The Budweiser/Miller merger could be the best thing to happen to craft beer
Budweiser maker Anheuser-Busch InBev announced Tuesday that it has reached an agreement with Miller maker SABMiller to join forces in the biggest beer deal of the decade.
AB InBev raised its offer for SABMiller to $67.62 a share, valuing the company at over $109 billion. The two beer beasts combined would result in a merged group with a value of around $275 billion.
In the past 12 months, there have been more than a dozen craft-beer mergers and acquisitions by larger breweries.
AB InBev already dominates 39.9% of the global profit pool; SABMiller, 17.9%. So just imagine the reach the two could have together.

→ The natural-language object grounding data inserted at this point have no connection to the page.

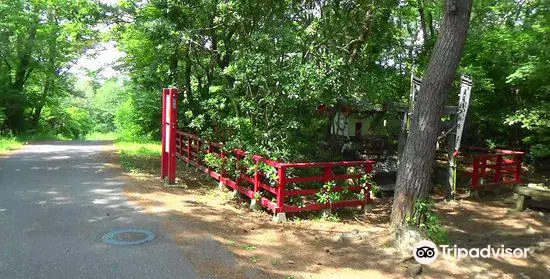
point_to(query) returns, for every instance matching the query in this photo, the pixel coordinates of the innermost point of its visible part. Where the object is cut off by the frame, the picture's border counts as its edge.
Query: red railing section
(274, 195)
(494, 167)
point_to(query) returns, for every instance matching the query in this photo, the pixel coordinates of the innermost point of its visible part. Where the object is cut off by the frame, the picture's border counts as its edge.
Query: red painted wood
(164, 155)
(306, 192)
(172, 163)
(519, 160)
(475, 174)
(281, 187)
(193, 147)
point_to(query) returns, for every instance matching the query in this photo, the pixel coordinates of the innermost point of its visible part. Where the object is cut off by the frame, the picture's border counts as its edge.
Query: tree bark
(416, 164)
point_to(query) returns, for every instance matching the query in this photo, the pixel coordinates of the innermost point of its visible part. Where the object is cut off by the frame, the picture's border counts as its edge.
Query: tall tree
(416, 165)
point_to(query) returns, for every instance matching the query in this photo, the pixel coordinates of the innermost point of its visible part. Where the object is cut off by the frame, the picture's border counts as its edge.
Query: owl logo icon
(425, 252)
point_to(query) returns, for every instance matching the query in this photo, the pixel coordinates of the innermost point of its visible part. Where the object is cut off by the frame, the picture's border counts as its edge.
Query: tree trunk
(416, 164)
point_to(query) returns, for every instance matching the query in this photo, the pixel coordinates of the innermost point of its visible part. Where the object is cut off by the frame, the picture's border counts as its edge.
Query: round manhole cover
(128, 237)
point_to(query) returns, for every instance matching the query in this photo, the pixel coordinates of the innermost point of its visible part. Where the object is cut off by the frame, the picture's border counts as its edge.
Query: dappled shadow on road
(264, 248)
(309, 248)
(490, 221)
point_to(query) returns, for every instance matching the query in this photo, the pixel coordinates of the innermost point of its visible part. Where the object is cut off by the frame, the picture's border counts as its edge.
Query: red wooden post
(164, 155)
(281, 188)
(238, 168)
(222, 171)
(208, 151)
(517, 173)
(368, 169)
(498, 169)
(171, 135)
(189, 143)
(475, 175)
(257, 180)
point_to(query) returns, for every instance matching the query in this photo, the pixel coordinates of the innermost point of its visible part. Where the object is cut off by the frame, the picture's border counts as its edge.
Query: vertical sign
(173, 119)
(407, 115)
(164, 130)
(169, 120)
(463, 103)
(415, 88)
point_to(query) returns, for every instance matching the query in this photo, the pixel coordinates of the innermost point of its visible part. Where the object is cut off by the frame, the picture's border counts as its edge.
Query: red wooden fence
(189, 148)
(495, 167)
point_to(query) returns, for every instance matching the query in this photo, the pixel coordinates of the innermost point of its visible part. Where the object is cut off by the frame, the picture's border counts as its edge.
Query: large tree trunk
(416, 164)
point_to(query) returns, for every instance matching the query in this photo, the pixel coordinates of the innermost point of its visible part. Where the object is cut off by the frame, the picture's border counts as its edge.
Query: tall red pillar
(169, 125)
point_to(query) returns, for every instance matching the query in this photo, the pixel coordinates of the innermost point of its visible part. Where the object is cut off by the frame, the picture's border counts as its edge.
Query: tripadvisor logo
(426, 252)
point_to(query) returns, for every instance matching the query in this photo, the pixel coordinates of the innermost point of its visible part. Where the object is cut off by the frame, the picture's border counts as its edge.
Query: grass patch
(9, 143)
(101, 136)
(140, 157)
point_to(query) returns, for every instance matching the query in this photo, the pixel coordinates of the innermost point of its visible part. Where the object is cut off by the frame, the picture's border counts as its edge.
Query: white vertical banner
(415, 88)
(463, 103)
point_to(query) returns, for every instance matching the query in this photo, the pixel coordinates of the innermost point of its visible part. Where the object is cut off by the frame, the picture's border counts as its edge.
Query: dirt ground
(356, 246)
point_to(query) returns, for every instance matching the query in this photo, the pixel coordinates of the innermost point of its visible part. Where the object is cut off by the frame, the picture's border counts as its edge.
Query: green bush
(127, 126)
(424, 218)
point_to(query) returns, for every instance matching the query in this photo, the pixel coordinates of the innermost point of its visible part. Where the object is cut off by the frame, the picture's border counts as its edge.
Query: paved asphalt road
(56, 201)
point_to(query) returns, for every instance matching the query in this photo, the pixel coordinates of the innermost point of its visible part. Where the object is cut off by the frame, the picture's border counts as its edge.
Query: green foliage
(39, 40)
(424, 218)
(365, 180)
(139, 157)
(328, 195)
(127, 125)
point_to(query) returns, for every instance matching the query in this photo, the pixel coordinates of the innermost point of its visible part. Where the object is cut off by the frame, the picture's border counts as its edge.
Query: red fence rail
(290, 184)
(495, 167)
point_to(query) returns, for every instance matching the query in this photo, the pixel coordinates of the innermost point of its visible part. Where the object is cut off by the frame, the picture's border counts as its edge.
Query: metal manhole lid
(128, 237)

Sounds like it might be bad news for craft, but it's actually the opposite. The craft beer community is a proud and close-knit one. There's a unique camaraderie among craft brewers and drinkers alike in creating and sharing a complexity of flavors that can't typically be found in large-scale beer. Craft beer is already a small-yet-mighty adversary to "macro" breweries like Budweiser and Miller, and the big guys are scared. AB InBev and SABMiller both have been buying up craft breweries left and right in the last few years because they recognize the growing popularity of craft beer - not to mention the growing threat of it to big-beer companies. Why else would Budweiser go on the defense against craft beer in last year's Super Bowl ad? The ad generated a lot of criticism for the brand, and united craft drinkers against the Goliath that's trying, and failing, to mock microbreweries.

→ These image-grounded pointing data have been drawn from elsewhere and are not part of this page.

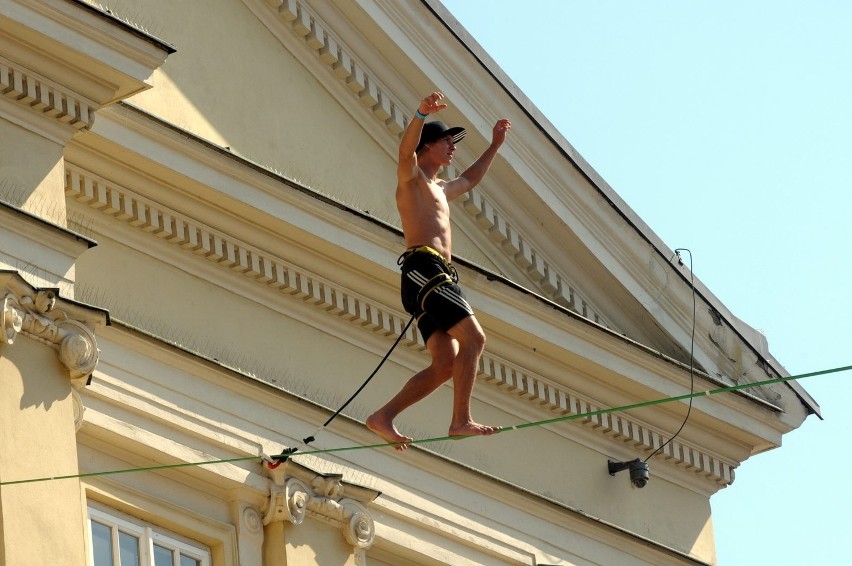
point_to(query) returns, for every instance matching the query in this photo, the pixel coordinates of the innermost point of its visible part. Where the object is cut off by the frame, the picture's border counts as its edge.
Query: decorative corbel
(296, 491)
(35, 316)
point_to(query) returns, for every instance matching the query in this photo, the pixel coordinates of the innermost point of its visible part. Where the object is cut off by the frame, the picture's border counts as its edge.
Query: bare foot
(471, 428)
(387, 431)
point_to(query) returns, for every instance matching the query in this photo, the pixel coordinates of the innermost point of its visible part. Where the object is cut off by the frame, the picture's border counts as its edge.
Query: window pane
(128, 546)
(101, 544)
(162, 556)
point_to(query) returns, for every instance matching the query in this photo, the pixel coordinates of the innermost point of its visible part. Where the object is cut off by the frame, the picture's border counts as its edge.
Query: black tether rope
(308, 439)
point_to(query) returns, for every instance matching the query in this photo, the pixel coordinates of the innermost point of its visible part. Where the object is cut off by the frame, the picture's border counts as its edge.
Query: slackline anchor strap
(280, 458)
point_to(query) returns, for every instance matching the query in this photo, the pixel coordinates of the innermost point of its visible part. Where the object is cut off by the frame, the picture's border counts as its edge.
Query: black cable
(691, 351)
(308, 439)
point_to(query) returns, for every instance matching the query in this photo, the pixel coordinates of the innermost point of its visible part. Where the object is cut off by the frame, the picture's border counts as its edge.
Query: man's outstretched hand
(501, 128)
(432, 104)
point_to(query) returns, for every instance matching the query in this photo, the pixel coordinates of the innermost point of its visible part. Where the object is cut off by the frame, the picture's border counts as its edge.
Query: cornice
(33, 92)
(62, 60)
(237, 257)
(295, 18)
(31, 312)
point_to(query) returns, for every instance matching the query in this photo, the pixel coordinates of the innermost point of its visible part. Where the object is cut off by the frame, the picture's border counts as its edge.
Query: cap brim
(457, 133)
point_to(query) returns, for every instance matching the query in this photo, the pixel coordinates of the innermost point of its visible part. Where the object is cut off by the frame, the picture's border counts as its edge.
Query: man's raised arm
(474, 174)
(407, 166)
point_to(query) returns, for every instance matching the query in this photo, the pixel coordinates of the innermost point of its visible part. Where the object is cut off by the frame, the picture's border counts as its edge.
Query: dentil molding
(238, 257)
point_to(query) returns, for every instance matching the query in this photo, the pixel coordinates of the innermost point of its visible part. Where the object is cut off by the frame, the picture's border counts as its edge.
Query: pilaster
(61, 61)
(47, 349)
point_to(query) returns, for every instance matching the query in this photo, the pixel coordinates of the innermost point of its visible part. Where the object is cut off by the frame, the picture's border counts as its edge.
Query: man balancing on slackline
(429, 283)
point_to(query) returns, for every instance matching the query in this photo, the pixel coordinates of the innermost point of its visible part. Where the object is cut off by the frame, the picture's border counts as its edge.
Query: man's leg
(471, 340)
(443, 349)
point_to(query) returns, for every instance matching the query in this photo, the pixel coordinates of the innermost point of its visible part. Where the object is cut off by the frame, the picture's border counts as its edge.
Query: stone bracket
(34, 314)
(296, 491)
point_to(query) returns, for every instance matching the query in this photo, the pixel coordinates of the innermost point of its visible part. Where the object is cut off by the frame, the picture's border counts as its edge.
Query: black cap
(436, 130)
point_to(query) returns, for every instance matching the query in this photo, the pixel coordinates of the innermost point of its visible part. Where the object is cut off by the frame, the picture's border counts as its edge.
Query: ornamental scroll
(296, 491)
(34, 315)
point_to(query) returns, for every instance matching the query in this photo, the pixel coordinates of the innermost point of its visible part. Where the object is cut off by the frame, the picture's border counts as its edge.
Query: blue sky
(726, 126)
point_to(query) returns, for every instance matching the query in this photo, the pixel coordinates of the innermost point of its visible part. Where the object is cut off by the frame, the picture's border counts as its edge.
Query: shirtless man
(429, 290)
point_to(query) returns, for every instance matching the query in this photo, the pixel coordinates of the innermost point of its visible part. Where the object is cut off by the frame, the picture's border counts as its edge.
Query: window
(118, 540)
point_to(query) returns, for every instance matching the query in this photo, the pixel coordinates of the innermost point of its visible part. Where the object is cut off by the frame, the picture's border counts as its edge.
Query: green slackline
(285, 456)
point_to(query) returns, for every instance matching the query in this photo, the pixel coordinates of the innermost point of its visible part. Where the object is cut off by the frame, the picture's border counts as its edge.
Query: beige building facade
(198, 260)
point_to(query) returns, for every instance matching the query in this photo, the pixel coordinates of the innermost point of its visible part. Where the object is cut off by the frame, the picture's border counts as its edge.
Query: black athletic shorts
(430, 291)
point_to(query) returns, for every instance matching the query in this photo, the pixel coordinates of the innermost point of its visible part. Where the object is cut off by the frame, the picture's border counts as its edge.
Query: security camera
(640, 473)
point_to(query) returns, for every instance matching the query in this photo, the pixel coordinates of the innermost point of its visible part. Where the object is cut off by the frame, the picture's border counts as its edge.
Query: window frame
(146, 533)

An AB InBev/SABMiller merger would have the same effect: a rallying of craft beer lovers everywhere in support of "the little guys."Brewers Association director Paul Gatza believes that even in the wake of a big-beer merger, craft will continue carving a growing space for itself, as it's always done.
"Many craft brewers would look at a potential deal of Anheuser Busch-InBev and SABMiller as not relevant to their businesses and will keep on doing what they do - make flavorful and high quality beer, engage beer drinkers, and serve the community," he writes. "The American public continues to respond by sampling more new craft brewed beers and buying more of their favorites. Those societal trends won't change because of this deal."
Gatza told Business Insider, "People take beer very personally. When something happens to their favorite beer or their ability to get it, or something helps or hurts a brewer they care about, they internalize it and want to do something about it. People may see [the merger] as a time to rally around their local brewery."
Gatza says that big breweries are scared of their smaller, craft competitors:
"And they're addressing this through shifting the amount of marketing dollars to online and social media," he says, "through creating their own brands" - like MillerCoors' Blue Moon - "to compete in the craft space, and through purchases of smaller brewers" like AB InBev's purchase of Chicago's Goose Island in 2011.
Gatza acknowledges that the merger is unrelated to big beer's fear of craft, and instead is a good financial move for the beer behemoths at this point in time.
"But craft culture is emerging in countries all over the world," he notes. "This could be a play to combat some of that growth."